Ich starrte auf das Knäuel an Lumpen, die Mick ineinander vernäht hatte. Stolz präsentierte er es, neben ihm stand Laurent, der mehrere Fingerhüte an seinen Händen trug. Waren wohl wieder beste Freunde, die Zwei.

"Das ist ein Anzug. Für Vincent."

"Wieso sollte... Vincent so etwas benötigen? Tickt ihr noch ganz richtig? Bald ist die Hinrichtung! Ihr könnt doch eure Zeit nicht mit Nähen vertrödeln!"

"Ich hätte erwartet, dass du als Lady Nähen befürwortest."

Ich massierte mir die Schläfen, während Mick ein Kommentar auf seine Tafel kritzelte.

Das gehört alles zu unserem Plan. Ist der Kürbis gefüllt?

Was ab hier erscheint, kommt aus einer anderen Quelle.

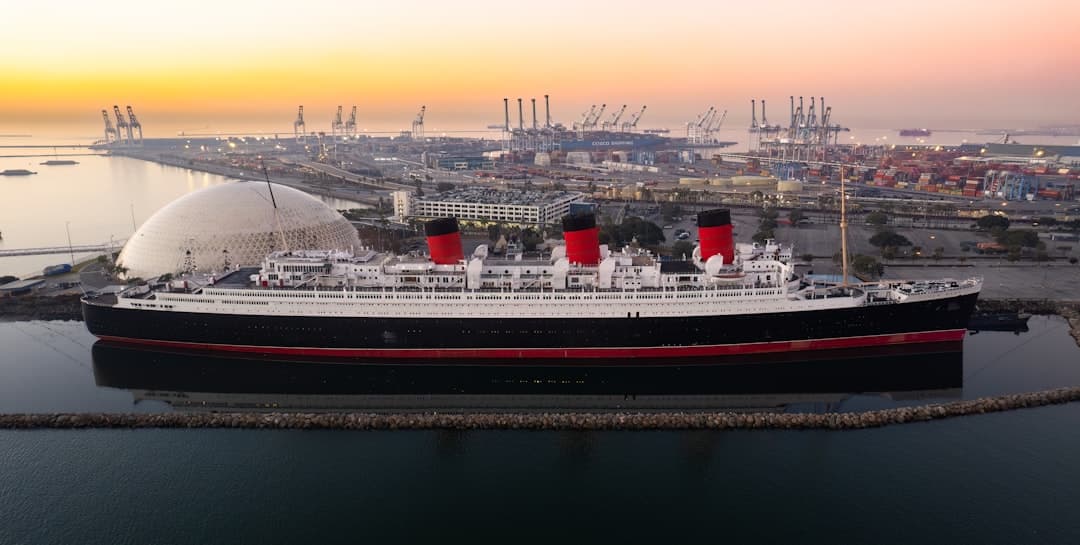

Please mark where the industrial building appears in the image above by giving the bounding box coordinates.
[393,188,584,224]
[432,155,495,171]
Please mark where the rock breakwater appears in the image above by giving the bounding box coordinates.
[0,295,82,322]
[978,299,1080,345]
[0,386,1080,431]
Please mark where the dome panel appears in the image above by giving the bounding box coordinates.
[117,181,361,278]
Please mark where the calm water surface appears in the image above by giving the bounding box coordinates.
[0,316,1080,544]
[0,148,365,277]
[0,138,1080,545]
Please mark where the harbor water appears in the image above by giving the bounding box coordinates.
[0,148,367,277]
[0,316,1080,544]
[0,147,1080,544]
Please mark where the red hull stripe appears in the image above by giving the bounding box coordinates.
[95,329,967,359]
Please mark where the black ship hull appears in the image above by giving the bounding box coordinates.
[82,294,977,365]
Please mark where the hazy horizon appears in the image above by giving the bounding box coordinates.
[0,0,1080,136]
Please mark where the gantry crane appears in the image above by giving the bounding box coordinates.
[330,105,345,140]
[127,106,143,145]
[600,105,626,131]
[345,106,356,136]
[622,106,645,133]
[112,105,132,142]
[293,104,308,144]
[102,110,120,144]
[413,106,428,138]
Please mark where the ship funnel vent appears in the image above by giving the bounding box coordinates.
[698,208,735,263]
[423,218,465,264]
[563,213,600,265]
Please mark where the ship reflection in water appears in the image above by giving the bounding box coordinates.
[93,341,963,412]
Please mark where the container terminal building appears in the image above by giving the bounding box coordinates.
[393,188,584,226]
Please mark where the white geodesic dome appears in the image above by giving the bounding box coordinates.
[117,181,361,278]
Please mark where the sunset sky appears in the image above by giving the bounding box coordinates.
[0,0,1080,136]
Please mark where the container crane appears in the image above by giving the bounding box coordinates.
[293,105,308,144]
[622,106,645,133]
[600,105,626,131]
[413,106,428,138]
[345,106,356,136]
[102,110,120,144]
[575,104,596,131]
[127,106,143,145]
[585,104,607,128]
[330,105,345,139]
[112,105,132,142]
[705,110,728,133]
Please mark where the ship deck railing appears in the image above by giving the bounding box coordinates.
[194,283,786,295]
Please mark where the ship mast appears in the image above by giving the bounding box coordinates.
[262,164,288,251]
[840,164,848,287]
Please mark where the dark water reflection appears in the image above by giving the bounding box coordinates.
[86,342,963,411]
[0,316,1080,412]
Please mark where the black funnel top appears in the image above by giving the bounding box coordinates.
[423,218,458,236]
[563,213,596,233]
[698,208,731,227]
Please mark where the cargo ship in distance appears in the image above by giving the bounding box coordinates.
[900,128,933,137]
[82,209,982,365]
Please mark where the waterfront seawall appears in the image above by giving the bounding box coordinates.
[0,386,1080,431]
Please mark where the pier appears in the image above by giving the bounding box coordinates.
[0,386,1080,431]
[0,240,126,257]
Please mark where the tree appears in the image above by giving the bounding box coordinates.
[975,215,1009,231]
[521,227,543,251]
[851,255,885,278]
[672,241,693,259]
[866,210,889,227]
[660,202,683,221]
[995,229,1039,248]
[757,208,780,219]
[870,230,912,248]
[787,208,807,226]
[599,216,665,247]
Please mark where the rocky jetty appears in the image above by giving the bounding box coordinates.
[978,299,1080,344]
[0,295,82,322]
[0,386,1080,431]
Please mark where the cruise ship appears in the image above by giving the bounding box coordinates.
[82,209,982,365]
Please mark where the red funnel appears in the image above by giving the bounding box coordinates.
[423,218,465,264]
[698,208,735,264]
[563,214,600,264]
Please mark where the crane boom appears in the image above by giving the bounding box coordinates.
[127,106,143,142]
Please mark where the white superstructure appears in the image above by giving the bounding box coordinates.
[118,241,981,318]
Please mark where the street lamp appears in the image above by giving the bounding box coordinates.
[64,221,75,267]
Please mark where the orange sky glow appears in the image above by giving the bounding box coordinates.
[0,0,1080,136]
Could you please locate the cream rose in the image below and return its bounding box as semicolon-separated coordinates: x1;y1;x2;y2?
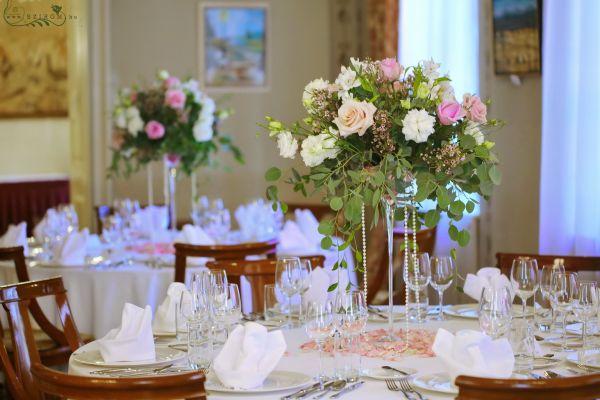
333;100;377;137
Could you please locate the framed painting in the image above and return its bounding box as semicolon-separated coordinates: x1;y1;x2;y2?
0;0;73;118
198;2;269;92
492;0;542;75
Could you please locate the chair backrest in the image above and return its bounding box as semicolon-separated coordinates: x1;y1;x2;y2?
0;277;83;398
496;253;600;276
32;364;206;400
455;373;600;400
175;239;278;283
0;246;79;358
206;255;325;313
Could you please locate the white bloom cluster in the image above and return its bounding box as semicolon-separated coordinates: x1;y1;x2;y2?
277;131;298;159
300;133;339;167
402;109;435;143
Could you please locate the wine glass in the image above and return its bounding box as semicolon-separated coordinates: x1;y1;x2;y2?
479;286;512;339
306;302;335;387
431;256;454;321
275;257;302;328
510;257;538;318
573;281;598;350
550;272;579;351
298;259;312;320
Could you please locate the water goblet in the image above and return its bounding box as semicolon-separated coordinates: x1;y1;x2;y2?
510;257;538;318
431;256;454;321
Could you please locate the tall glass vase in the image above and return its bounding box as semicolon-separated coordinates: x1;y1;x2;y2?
163;154;181;231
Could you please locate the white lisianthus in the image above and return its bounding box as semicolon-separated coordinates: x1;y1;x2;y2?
465;121;485;146
300;133;339;167
333;100;377;137
402;109;435;143
302;78;329;111
277;131;298;159
192;120;213;142
422;59;440;80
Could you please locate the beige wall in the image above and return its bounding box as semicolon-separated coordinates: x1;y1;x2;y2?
480;0;542;264
105;0;331;217
0;118;70;177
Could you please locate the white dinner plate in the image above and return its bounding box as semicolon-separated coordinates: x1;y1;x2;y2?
567;349;600;371
73;346;186;367
413;372;458;394
444;304;479;319
362;367;417;381
204;371;312;393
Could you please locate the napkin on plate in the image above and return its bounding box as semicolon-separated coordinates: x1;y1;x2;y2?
52;228;90;266
432;329;515;382
213;322;287;389
152;282;192;333
0;222;29;255
98;303;156;362
463;267;514;302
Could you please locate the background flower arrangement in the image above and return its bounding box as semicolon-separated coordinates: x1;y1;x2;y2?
265;59;501;272
109;71;243;176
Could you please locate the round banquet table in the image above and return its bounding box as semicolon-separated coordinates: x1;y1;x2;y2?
69;318;580;400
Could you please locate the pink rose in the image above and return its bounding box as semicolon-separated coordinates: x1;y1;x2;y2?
437;100;465;125
463;93;487;124
165;76;181;89
145;120;165;140
379;58;404;81
165;89;185;110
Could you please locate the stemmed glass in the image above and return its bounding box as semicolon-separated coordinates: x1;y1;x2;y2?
431;256;454;321
306;302;335;388
479;286;512;339
573;281;598;350
550;272;579;351
275;257;302;328
298;259;312;320
510;257;538;318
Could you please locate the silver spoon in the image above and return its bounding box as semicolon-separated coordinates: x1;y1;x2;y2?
313;379;346;399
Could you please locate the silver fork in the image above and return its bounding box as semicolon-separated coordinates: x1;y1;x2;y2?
398;379;425;400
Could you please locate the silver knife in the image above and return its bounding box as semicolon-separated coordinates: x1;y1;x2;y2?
329;381;365;399
281;382;321;400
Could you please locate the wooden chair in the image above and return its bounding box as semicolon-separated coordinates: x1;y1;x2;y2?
367;226;437;304
496;253;600;276
0;277;206;400
0;246;93;365
455;373;600;400
174;239;278;283
206;255;325;313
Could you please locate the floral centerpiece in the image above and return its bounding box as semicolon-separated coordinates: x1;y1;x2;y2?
265;59;501;318
109;71;243;176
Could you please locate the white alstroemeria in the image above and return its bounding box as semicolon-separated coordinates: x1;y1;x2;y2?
192;120;213;142
402;109;435;143
422;59;440;80
465;121;485;146
302;78;329;111
300;133;339;167
277;131;298;159
335;66;360;92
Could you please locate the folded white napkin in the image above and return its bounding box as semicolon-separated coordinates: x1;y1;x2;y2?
463;267;514;301
98;303;156;362
52;228;90;266
0;222;29;255
152;282;192;333
432;329;515;382
213;322;287;389
175;224;215;245
278;221;317;252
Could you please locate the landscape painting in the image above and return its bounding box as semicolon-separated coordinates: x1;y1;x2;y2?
493;0;541;75
200;3;268;91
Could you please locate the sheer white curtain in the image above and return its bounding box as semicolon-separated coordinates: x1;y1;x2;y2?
540;0;600;255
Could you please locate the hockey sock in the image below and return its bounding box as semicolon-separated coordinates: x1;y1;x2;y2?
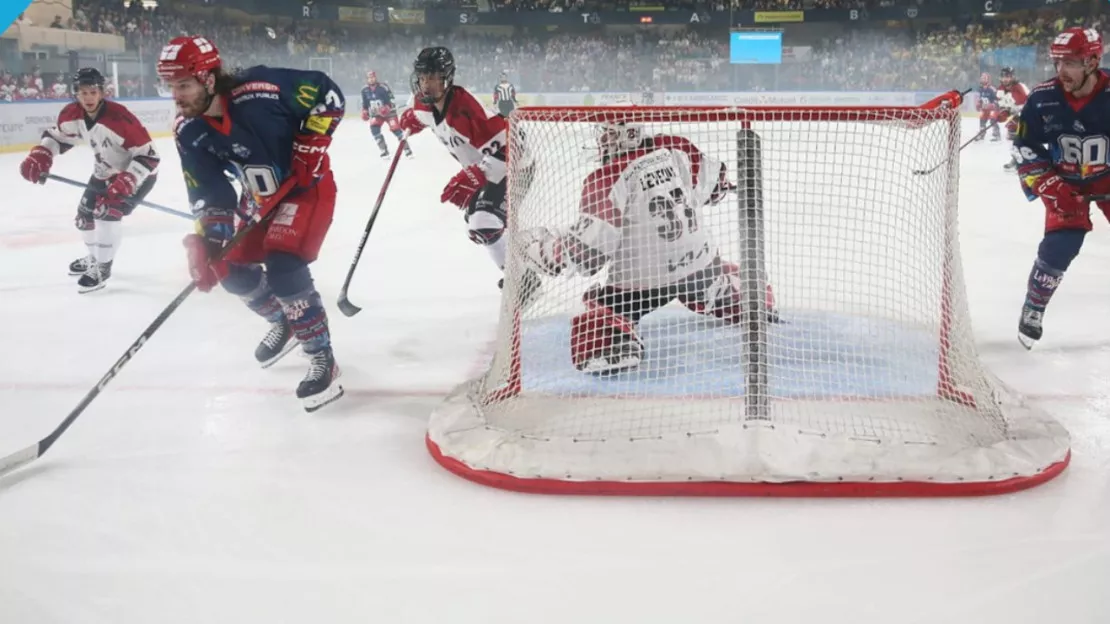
81;227;97;259
266;252;332;354
222;264;284;323
92;221;123;264
1026;230;1087;310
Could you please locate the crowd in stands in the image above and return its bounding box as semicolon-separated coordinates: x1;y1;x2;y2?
0;0;1101;99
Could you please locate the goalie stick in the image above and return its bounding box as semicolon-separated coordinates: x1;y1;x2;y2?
47;173;193;220
335;130;408;316
0;178;296;477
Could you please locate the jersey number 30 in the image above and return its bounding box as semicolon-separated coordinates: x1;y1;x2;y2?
647;189;698;242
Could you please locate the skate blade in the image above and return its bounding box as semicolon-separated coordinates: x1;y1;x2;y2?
582;355;642;378
301;381;343;414
259;338;301;369
1018;333;1037;351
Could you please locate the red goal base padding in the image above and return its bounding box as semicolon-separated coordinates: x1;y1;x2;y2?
424;436;1071;499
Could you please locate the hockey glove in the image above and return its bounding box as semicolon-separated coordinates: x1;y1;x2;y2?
92;171;139;220
181;234;228;292
1033;173;1090;215
291;134;332;187
440;164;486;208
19;145;54;184
401;109;424;137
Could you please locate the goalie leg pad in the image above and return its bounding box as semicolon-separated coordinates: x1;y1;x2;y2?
571;306;644;375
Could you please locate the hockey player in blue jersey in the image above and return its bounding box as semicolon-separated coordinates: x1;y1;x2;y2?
1012;28;1110;349
158;37;344;412
362;71;413;159
975;72;1002;141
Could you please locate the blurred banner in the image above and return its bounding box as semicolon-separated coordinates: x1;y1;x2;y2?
389;9;424;23
0;0;34;32
979;46;1037;69
755;11;806;23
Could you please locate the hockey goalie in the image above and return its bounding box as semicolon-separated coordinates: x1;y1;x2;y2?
523;122;776;375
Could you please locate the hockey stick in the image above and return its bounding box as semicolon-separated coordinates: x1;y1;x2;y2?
335;130;408;316
914;119;998;175
0;178;296;476
47;173;193;220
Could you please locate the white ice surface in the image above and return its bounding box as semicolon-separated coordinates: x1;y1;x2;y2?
0;121;1110;624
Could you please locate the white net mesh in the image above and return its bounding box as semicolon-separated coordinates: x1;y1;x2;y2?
428;108;1068;490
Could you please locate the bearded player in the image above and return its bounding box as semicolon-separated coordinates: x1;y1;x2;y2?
975;73;1002;141
401;47;538;293
524;123;777;375
19;68;160;293
158;37;344;412
1012;28;1110;349
998;67;1029;171
362;71;413;159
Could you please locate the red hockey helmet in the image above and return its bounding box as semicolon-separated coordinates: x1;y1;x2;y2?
158;37;221;80
1048;26;1102;60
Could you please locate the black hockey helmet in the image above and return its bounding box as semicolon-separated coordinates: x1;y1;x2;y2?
71;67;107;95
412;46;455;104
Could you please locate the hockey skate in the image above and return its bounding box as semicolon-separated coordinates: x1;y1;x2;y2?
254;319;300;369
70;255;95;276
1018;303;1045;350
296;349;343;412
578;334;644;376
77;261;112;294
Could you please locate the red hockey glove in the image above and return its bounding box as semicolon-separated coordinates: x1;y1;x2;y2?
401;109;424;137
92;171;139;219
440;164;486;208
19;145;54;184
181;234;228;292
291;134;332;187
1033;173;1090;214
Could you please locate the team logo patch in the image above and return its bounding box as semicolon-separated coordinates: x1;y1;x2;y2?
274;203;297;228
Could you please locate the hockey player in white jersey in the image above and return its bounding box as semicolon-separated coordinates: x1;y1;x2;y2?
524;123;776;374
19;68;159;293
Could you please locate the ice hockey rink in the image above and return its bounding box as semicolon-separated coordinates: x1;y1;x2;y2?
0;114;1110;624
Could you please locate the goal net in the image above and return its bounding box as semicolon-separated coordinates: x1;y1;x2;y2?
427;107;1070;495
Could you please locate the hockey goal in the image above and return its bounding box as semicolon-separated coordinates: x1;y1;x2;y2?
427;107;1070;495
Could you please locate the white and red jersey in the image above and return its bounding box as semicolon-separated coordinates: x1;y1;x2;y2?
564;135;725;289
998;80;1029;107
413;85;508;183
40;100;160;185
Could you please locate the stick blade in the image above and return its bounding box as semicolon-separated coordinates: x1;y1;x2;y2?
0;444;40;476
335;292;362;316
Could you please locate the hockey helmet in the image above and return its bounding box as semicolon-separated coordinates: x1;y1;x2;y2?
70;67;108;94
412;46;455;104
158;37;221;81
1048;27;1102;61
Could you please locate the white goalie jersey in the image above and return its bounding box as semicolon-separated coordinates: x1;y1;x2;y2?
526;135;727;290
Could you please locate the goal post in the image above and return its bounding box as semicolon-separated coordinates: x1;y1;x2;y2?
426;107;1070;496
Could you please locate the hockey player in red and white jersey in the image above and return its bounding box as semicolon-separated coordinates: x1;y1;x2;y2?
998;67;1029;171
401;47;521;286
524;123;777;374
19;68;159;293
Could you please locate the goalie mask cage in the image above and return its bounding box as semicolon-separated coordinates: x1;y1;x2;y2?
426;107;1070;496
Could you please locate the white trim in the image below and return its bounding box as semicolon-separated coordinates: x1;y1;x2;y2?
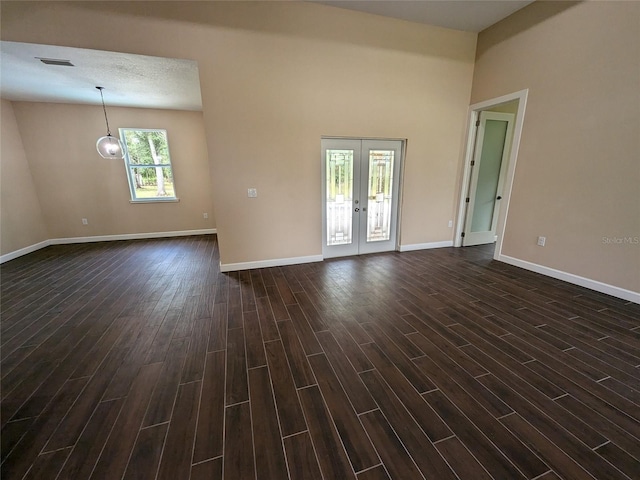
49;228;216;245
453;89;529;251
0;240;51;263
220;255;324;272
399;240;453;252
0;228;217;264
496;255;640;303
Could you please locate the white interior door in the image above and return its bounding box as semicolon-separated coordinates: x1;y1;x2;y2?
462;112;514;246
322;138;402;258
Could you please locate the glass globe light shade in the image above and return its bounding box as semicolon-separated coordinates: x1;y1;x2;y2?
96;134;124;159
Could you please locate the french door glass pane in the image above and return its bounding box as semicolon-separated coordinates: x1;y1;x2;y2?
367;150;395;242
326;149;354;245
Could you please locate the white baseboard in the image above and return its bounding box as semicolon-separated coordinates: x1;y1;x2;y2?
400;240;453;252
220;255;324;272
49;228;216;245
0;228;216;264
0;240;51;263
496;255;640;303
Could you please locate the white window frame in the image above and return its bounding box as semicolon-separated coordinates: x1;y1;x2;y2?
118;127;180;203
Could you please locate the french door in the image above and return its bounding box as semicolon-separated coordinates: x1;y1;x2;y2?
322;138;403;258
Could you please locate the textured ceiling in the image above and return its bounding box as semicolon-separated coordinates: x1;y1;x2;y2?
0;42;202;110
313;0;533;33
0;0;532;110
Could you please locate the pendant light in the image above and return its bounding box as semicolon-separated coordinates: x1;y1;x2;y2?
96;87;124;159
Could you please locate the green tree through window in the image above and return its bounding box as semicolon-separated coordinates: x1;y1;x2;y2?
120;128;176;201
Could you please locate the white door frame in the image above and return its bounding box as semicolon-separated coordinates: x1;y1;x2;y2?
453;89;529;259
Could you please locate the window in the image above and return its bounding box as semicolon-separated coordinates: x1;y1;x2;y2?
120;128;178;202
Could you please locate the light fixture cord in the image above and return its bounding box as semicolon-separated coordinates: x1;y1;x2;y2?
98;88;111;136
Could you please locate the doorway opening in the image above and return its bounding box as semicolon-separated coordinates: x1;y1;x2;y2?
454;90;528;258
322;138;404;258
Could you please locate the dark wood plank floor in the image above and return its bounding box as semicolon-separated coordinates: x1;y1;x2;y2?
1;236;640;480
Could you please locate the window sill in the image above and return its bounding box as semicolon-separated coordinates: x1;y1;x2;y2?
129;198;180;203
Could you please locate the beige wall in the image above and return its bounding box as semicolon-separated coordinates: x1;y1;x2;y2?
11;102;215;238
2;2;476;263
472;2;640;292
0;99;49;255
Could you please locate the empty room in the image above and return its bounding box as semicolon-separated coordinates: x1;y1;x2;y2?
0;0;640;480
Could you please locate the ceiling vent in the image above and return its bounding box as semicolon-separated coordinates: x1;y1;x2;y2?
36;57;74;67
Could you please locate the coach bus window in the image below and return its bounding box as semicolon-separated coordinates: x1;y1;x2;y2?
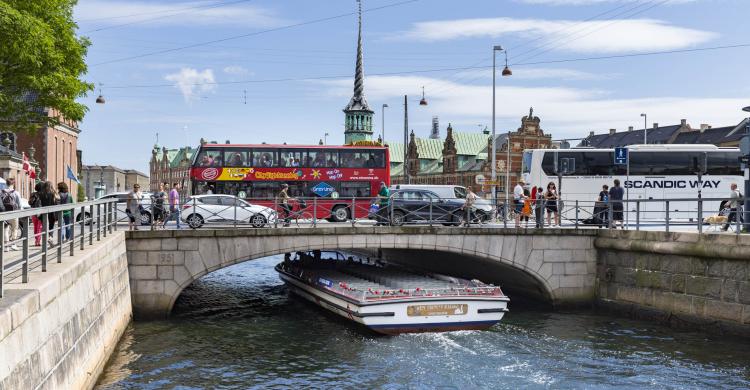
707;152;742;176
253;149;276;168
279;149;307;167
224;149;249;167
339;181;371;198
197;150;223;167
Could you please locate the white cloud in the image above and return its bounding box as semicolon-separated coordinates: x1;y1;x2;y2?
516;0;696;5
315;75;747;138
223;65;250;76
75;0;284;30
394;17;717;56
164;68;216;102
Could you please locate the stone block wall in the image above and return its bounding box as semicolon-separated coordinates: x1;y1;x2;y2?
0;232;132;390
595;231;750;336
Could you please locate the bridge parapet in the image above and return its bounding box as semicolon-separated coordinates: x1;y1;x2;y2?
127;226;597;318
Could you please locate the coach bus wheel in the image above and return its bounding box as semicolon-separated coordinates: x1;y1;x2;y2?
331;206;349;222
187;214;203;229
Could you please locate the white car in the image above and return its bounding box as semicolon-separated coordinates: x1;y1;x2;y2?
181;195;276;229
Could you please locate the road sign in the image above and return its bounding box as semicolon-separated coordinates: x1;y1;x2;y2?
615;148;628;165
312;182;336;198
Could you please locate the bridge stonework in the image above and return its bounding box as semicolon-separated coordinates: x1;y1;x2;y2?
127;227;597;318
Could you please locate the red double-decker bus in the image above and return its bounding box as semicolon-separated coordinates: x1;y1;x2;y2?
190;144;390;222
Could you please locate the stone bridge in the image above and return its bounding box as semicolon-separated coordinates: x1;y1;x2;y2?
126;226;597;318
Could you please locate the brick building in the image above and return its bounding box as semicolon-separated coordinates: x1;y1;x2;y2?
13;109;81;199
149;141;195;198
388;109;552;193
81;165;150;199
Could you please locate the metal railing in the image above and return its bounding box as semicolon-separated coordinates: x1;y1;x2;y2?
0;199;117;297
122;196;750;234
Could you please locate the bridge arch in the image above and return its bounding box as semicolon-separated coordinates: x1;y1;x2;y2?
127;227;596;318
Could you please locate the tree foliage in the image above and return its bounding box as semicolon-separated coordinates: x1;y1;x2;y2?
0;0;93;131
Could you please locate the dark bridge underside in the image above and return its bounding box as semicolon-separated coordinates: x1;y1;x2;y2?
382;249;552;303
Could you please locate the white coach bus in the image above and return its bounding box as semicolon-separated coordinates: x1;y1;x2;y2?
521;145;744;222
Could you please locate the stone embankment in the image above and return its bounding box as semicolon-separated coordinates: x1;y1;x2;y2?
594;231;750;336
0;232;132;390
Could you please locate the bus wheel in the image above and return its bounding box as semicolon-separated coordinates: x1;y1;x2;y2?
331;205;349;222
187;214;203;229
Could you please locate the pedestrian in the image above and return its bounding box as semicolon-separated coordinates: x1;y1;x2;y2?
162;182;181;229
151;183;167;230
462;186;482;227
29;181;42;246
607;179;625;229
39;181;60;246
1;177;21;252
594;184;609;228
125;183;143;230
721;183;742;232
544;182;560;226
277;183;292;227
375;181;391;225
534;186;544;229
57;181;75;241
513;179;526;228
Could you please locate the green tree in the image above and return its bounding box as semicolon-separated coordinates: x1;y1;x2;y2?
0;0;94;131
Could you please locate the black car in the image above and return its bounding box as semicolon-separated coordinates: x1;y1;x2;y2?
389;189;464;226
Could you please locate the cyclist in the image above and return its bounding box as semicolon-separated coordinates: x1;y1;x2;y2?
278;183;293;227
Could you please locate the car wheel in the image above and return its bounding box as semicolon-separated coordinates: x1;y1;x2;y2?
391;210;406;226
187;214;203;229
250;214;266;228
141;211;151;225
331;206;349;222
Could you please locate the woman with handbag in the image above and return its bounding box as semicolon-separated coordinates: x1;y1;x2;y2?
125;183;143;230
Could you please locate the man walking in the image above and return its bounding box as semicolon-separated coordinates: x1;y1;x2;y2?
2;177;21;251
164;183;180;229
513;179;526;228
721;183;742;232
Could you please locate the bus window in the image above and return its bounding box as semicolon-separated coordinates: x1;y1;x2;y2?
310;150;339;168
279;149;307;167
339;181;371;198
253;149;277;168
196;149;224;167
521;151;531;173
339;151;375;168
252;181;281;199
224;149;251;167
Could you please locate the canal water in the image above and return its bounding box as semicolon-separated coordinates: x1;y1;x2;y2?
98;257;750;389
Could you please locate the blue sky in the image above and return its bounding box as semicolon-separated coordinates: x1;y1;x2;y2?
76;0;750;171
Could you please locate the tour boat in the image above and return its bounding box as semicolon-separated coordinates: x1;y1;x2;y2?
276;251;509;334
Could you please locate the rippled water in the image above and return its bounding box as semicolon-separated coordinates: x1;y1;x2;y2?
99;257;750;389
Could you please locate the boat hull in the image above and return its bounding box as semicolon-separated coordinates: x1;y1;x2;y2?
279;272;508;335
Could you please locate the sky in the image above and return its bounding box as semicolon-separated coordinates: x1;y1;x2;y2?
75;0;750;173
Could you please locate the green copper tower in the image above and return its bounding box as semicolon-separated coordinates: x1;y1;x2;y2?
344;0;373;145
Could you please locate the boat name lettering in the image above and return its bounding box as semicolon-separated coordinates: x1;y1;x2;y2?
406;303;469;317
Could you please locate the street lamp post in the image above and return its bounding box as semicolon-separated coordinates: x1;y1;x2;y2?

"Was? Ja, klar", antwortete ich zerstreut. Nach dem deprimierenden Gespräch mit Laurent war ich auf Mick Anweisungen hin mit mehreren Flaschen Tomatensaft nachhause zurückgekehrt und hatte einen ausgehöhlten Kürbis damit gefüllt. Wofür das gut war, war mir schleierhaft.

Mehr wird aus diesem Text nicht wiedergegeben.